ROANOKE TIMES

                         Roanoke Times
                 Copyright (c) 1995, Landmark Communications, Inc.

DATE: WEDNESDAY, March 11, 1992                   TAG: 9203110057
SECTION: BUSINESS                    PAGE: B-5   EDITION: METRO 
SOURCE: MAG POFF BUSINESS WRITER
DATELINE:                                 LENGTH: Medium


COREAST GONE BUT CHECKS STILL GOOD

Some Roanoke-area merchants apparently are refusing to honor checks written by customers of CorEast Federal Savings Bank, a failed thrift whose area offices were closed last week.

But even though the offices of CorEast are gone, checks of the savings bank will survive for a long time in the nation's banking system.

And First Virginia Bank Group, which took over deposits of 32,304 CorEast accounts, said it will process and honor checks written on accounts that remain active.

First Virginia Bank-Southwest took over CorEast's deposits in the Roanoke Valley Friday when Resolution Trust Corp. disposed of the institution's branches.

Central Fidelity, Virginia First, Bank of Rockbridge and other banks bought deposits in branches throughout Western Virginia.
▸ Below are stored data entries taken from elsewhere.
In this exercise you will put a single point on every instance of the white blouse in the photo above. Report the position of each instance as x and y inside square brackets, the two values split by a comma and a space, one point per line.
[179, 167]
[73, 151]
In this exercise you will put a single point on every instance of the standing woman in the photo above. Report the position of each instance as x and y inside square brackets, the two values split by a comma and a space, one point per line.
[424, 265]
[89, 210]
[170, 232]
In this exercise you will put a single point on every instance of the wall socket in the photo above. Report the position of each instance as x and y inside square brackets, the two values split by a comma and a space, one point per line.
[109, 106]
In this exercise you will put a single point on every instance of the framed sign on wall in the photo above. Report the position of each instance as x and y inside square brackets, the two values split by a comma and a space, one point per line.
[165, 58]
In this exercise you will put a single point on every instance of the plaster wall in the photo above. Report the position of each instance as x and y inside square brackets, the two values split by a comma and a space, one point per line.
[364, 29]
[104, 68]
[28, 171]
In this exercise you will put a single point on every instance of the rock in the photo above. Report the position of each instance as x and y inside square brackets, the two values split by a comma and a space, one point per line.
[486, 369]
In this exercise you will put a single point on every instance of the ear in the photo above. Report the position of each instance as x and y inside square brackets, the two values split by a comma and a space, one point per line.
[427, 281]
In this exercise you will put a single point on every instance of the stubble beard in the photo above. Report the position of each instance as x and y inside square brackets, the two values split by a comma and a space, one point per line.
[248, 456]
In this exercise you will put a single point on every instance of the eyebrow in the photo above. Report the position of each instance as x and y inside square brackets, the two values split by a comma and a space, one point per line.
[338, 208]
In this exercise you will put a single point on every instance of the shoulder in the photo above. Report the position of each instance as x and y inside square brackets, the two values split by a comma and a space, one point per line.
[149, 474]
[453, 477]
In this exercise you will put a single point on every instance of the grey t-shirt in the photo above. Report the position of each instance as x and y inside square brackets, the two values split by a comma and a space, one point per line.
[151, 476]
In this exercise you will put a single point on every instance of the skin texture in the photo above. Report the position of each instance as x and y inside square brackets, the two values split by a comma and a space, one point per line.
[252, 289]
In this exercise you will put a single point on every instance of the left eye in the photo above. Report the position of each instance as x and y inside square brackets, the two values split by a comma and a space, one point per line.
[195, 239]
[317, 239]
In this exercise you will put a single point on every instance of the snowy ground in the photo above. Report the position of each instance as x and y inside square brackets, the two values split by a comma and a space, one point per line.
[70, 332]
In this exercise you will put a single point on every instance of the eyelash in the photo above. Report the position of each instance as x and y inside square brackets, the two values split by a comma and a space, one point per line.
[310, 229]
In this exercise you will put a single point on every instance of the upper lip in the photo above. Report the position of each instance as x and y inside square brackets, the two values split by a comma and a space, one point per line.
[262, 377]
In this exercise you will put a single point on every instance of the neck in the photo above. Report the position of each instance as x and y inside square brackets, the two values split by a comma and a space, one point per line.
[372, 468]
James Hinson, president of First Virginia Bank-Southwest, said he's heard reports that some merchants have declined to accept CorEast checks.

In fact, he said, those checks are being processed and returned to the accounts held now by First Virginia and other acquiring banks.

Assuming sufficient funds are in the account, he said, checks drawn on CorEast will be honored as usual. The deposits went automatically to the purchasing bank, and so do the CorEast checks.

Customers who chose to switch their accounts to a different institution must use the checks of that bank, however.

Hinson said First Virginia will mail new checks to former CorEast customers in about two weeks.

But even then, he said, some people will continue to write CorEast checks from time to time. When they do, the checks will come back to the First Virginia account.

CorEast checks, Hinson said, "are as good as the account is."

Meanwhile, Signet Bank has lured some former CorEast customers with a promotion it said just happened to be coincidental.

Signet is offering new customers a year's free checking and free checks when they transfer accounts from another bank.

Signet, said spokeswoman Evelyn Snow, had planned the promotion for many months to attract accounts from all of its competitors and the timing "just happened."

But Snow said Signet's West Salem and Valley View branches, which are near former CorEast offices, already had attracted many CorEast customers.

Customers renting safe deposit boxes at former CorEast offices lined up this week to empty them and take the contents to other banks, a move Hinson said isn't really necessary.

In about two weeks, he said, First Virginia plans to move safe deposit boxes from CorEast branches it bought to the nearest First Virginia branch. Customers, he said, can either leave contents in the boxes during the move, or empty them.

Now-closed CorEast branches will be open from 11 a.m. to 1 p.m. on Mondays, Wednesdays and Fridays so customers can enter the safe deposit boxes.